Let $\mathcal{S}$ be the moduli stack (over $\text{Spec }\mathbb{Z}$) of elliptic curves endowed with a trivialisation of its Hodge bundle.

Classically, we know that $\mathcal{S}\otimes \mathbb{Z}[1/6]$ is represented by the affine scheme $$ U=\text{Spec } \mathbb{Z}\left[\frac{1}{6},g_2,g_3,\frac{1}{g_2^3 - 27g_3^2}\right] $$ One can show that it is not representable over $\mathbb{Z}$, so I was wondering what is the coarse moduli space $S$, over $\text{Spec }\mathbb{Z}$, of $\mathcal{S}$?

First of all, can we say something by a priori general reasoning? For instance, do we know a priori that $S$ is a scheme? Affine? etc.

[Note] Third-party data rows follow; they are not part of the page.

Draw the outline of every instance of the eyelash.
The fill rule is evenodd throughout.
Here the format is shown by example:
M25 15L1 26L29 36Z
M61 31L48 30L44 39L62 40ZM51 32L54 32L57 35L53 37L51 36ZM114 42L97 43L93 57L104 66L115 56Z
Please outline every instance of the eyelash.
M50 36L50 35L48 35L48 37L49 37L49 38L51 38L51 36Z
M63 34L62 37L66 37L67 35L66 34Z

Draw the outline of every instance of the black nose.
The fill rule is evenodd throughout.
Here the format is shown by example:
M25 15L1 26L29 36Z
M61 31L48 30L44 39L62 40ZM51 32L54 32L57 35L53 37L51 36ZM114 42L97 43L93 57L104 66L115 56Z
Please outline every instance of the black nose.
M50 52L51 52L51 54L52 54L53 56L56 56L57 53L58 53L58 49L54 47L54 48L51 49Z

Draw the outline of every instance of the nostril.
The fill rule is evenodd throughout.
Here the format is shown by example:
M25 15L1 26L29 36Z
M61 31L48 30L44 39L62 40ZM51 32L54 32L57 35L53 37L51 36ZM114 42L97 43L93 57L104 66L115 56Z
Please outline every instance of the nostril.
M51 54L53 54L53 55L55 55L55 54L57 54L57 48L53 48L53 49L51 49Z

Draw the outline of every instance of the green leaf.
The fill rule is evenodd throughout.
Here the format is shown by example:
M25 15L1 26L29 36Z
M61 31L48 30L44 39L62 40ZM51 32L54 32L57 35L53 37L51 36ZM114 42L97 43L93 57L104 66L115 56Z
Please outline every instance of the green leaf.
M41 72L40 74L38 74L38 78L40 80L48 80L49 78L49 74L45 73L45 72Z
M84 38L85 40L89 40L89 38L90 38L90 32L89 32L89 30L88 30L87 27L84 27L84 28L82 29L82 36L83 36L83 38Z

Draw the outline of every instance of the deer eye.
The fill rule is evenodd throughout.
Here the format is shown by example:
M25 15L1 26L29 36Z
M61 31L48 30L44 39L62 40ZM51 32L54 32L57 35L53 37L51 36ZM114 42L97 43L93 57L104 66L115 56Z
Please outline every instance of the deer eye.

In fact, I have a candidate for $S$: $$ S = \text{Spec }\frac{\mathbb{Z}[c_4,c_6,\Delta^{\pm 1}]}{(c_4^3-c_6^2 - 1728\Delta)} $$ It is a localisation of the ring of modular forms over $\mathbb{Z}$. It is easy to define a natural map $\mathcal{S}\to S$ and I think it is ok to show that $\mathcal{S}(k) \to S(k)$ is a bijection whenever $k$ is an algebraically closed field. But I get confused when trying to prove the universal property.